Nati con la valigia

Rocca san Casciano: fuoco, cammina con me

Pubblicato il 30- Mar - 2012

Il Fuoco è simbolo di energia, ma anche dell’ospitalità e dei colori forti e accesi della natura. E un fondamentale motore di evoluzione e progresso, che ha sempre affascinato il corpo e la mente. L’elemento primordiale che anche quest’anno accende la Festa del Falò, in programma dal 13 al 15 aprile nel cuore dell’antica Romagna-Toscana a Rocca San Casciano (Forlì).

Unica al mondo, di origini antichissime, rappresenta la massima espressione del ricordo degli antichi culti pagani. I riti dei falò erano cerimonie di buon auspicio per il raccolto; negli anni si sono trasformate le cerimonie legate all’arrivo della primavera, e ai simboli pagani si sono sovrapposti quelli cristiani come il culto di San Giuseppe e la benedizione delle fiaccole usate per accendere il fuoco.

Protagonisti e antagonisti i due rioni, Borgo e Mercato, che si danno battaglia nella sfida emozionante di due altissimi falò (oltre 25 metri), arricchita da ricchissime maschere e una sfilata di carri allegorici.

Primo appuntamento lunedì 9 aprile con Aspettando il Falò, un pre-evento per poter osservare l’interessante costruzione dei pagliai, con musica live, raduno di Mountain Bike e stand gastronomici.

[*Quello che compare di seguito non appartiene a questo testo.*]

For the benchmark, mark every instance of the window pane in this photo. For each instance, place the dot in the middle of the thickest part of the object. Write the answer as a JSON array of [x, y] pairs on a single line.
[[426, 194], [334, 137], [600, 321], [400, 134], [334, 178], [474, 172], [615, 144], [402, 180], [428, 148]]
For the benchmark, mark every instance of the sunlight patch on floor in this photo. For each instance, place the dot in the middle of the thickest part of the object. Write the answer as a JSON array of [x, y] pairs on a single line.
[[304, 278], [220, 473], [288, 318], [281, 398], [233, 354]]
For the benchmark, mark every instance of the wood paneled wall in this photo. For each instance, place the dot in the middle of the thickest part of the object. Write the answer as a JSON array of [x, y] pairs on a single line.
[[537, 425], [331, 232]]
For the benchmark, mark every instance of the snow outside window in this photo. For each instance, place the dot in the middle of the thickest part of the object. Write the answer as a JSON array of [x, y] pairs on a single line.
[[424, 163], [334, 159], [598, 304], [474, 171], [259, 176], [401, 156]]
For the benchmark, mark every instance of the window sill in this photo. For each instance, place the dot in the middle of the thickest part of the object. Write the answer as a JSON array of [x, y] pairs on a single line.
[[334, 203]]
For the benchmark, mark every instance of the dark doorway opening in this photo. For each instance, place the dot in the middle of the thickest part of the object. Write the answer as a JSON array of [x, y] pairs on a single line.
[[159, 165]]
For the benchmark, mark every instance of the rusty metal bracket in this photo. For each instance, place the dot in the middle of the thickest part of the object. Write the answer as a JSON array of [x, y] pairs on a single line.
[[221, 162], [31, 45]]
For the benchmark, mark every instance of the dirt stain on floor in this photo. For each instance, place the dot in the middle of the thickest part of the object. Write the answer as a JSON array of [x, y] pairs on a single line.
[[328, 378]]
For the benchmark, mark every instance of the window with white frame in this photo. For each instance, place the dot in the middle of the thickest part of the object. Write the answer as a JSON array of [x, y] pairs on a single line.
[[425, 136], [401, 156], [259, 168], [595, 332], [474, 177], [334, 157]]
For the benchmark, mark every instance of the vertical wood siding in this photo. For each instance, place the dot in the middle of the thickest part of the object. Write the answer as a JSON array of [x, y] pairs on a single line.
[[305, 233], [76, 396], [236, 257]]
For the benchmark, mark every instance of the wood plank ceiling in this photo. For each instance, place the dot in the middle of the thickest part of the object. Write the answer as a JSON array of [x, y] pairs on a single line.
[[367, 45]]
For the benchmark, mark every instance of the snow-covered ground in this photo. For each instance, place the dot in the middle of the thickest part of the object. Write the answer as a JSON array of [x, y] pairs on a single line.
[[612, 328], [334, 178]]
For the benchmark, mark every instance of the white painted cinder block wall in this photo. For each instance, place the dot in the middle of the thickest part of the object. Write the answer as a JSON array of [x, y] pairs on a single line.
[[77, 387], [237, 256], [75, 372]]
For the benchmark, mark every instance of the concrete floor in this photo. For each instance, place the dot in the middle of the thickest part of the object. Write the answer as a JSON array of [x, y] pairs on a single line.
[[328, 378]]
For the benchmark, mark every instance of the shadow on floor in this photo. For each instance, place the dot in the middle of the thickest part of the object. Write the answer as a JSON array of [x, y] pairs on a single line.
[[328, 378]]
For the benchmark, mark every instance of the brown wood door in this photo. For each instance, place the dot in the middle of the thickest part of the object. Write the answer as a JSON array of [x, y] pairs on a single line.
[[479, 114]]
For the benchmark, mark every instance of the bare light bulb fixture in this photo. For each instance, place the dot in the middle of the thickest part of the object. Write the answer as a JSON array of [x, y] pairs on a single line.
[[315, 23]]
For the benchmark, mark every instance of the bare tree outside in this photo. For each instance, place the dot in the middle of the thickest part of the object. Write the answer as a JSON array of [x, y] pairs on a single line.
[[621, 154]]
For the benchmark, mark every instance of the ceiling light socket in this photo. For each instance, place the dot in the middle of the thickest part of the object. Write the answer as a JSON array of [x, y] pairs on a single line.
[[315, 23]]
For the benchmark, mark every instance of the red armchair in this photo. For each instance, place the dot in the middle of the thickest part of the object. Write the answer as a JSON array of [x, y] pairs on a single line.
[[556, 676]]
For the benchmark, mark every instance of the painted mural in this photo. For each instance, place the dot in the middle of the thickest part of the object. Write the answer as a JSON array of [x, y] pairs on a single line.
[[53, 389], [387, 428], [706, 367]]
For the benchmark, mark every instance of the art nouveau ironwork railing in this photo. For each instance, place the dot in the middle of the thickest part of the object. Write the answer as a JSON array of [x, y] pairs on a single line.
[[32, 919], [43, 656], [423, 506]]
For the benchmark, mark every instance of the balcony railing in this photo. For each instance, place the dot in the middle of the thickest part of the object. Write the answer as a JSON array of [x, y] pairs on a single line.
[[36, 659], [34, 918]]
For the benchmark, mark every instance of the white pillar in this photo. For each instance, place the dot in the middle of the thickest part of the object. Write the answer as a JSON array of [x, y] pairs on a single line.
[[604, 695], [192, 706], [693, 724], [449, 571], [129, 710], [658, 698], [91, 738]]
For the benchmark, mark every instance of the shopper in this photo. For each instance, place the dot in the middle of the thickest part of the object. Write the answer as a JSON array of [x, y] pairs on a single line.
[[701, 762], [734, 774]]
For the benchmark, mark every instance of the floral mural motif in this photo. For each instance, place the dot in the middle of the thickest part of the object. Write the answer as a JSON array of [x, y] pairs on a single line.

Ingresso gratuito.

La manifestazione si apre venerdì 13 aprile alle ore 20.00, con il MangiaFalò: un’originale gara nazionale tra mangiafuoco e artisti della giocoleria col fuoco con tanto di giuria, classifica, e stand gastronomici. Ingresso gratuito.

Sabato 14 aprile dalle 15.00, musica e stand gastronomici per le vie del centro storico. Segue, alle 19.30, l’incandescente esibizione del vincitore della gara MangiaFalò. Alle 21.30, lungo le sponde opposte del fiume Montone in mezzo alle due tifoserie agguerrite, bruceranno i maestosi pagliai di ginestre (alti più di 8 metri), i cosiddetti spini: quello del Borgo, costruito nella forma romagnola (un cilindro sormontato da un cono) e quello del Mercato a guisa toscana (cono dal fondo). Nessuna giuria assegnerà un premio al vincitore: i rocchigiani sapranno quale è bruciato meglio e ha originato fiamme più vive. E’ questa una delle più alte espressioni dell’evento:

l’elevato valore morale di una grande forza sociale e culturale che innalza le coscienze a intima giuria di quell’evento che divide ma unisce tutto il paese.

Al suono delle campane a festa arrivano dalla chiesa le fiaccole benedette brandite da decine di ragazzi entusiasti che si schierano attorno ai pagliai per il momento magico dell’accensione: il forte boato del via lascia libero sfogo a tanti mesi di preparazioni febbrili e segrete. Ancora bruciano i falò quando si scatenano, alle 21.45, i fuochi d’artificio e i botti a ritmi alterni dei due rioni. Seguono a suon di musica le sfilate dei carri e di centinaia di figuranti in costume: alle 22.30 sfilata del Rione Mercato e alle 23.15 del Rione Borgo. Dalle 24.00 la magica notte continua con i Balli in Piazza Garibaldi con la diretta radio dei Dj di Radio Studio Delta. Ingresso 12 euro.